Goods to Person-Robotik: Weniger körperliche Belastung für die Lagerfachkräfte

Sich wiederholende Bewegungsmuster, kilometerlange Laufwege und die Handhabung schwerer Lasten können bei den Lagermitarbeitern Müdigkeit, Leistungsabfall und Erkrankungen des Bewegungsapparats (die häufigste Ursache von Berufskrankheiten in Frankreich) hervorrufen. Die Vermeidung und Reduzierung dieser Leiden ist eine menschliche und wirtschaftliche Notwendigkeit, um eine bessere Logistikleistung zu gewährleisten. 

Die Goods to Man (Ware-zur-Person)-Robotik reduziert maßgeblich die körperliche Anstrengung und Beschwerlichkeit für die Lageristen, in Hinblick auf drei Schwerpunkte: die Anzahl der zurückgelegten Kilometer, repetitive Bewegungsmuster und das Tragen schwerer Lasten. 

Mit der Roboterlösung nehmen die Arbeitskräfte die Kommissionierung an einer ergonomischen Arbeitsstation vor. Somit können Laufwege (durchschnittlich mehr als 15 Kilometer pro Tag) und das Tragen schwerer Lasten (zwischen 1 bis 8 Tonnen pro Tag) reduziert, sowie falsche Handhabung vermieden werden. Lange Wege und die Produktsuche im Lager können Unproduktivität und Stress verursachen und bis zu 70 % der unproduktiven Zeiten innerhalb des Arbeitstags ausmachen! Durch den Wegfall dieser Stressfaktoren wird die Logistikeffizienz verbessert.

 

Die Goods to Man-Robotik für verbesserte Personensicherheit 

Im Zuge der Ausnahmesituation durch die Coronakrise mussten in den Lagern neue Sicherheitsrichtlinien eingeführt werden: um die Distanzregeln einzuhalten, den  Bewegunsradius einzuschränken und um zu lange Kontaktsituationen unter den Lagerarbeitern zu vermeiden.
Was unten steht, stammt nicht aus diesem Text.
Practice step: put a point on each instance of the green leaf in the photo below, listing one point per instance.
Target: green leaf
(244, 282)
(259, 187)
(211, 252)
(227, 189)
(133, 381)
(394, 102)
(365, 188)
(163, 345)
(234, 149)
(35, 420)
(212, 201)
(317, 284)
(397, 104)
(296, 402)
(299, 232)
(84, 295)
Zu diesen neuen Anforderungen für Gesundheitsschutz kommt die notwendige Garantie der körperlichen Sicherheit des Personals, unabhängig von der Arbeitsumgebung und den umgeschlagenen Produkten. 

Goods to Man-Robotik reduziert den Personenverkehr im Lager, der zu Kollisionen oder Stürzen führen kann. Weiters garantiert sie einen Sicherheitsabstand zwischen dem Lageristen und besonders gefährlichen Produkten. 

Heikle Produkte werden genau gekennzeichnet und auf Regalen in einer geschlossenen Zone aufbewahrt: Die Lagerfachkraft handhabt den Artikel mit umfassender Kenntnis. Fehler oder falsche Handhabungen durch erfahrene Lagerarbeiter oder auch ordentlich angeleitete Aushilfskräfte werden somit vermieden. 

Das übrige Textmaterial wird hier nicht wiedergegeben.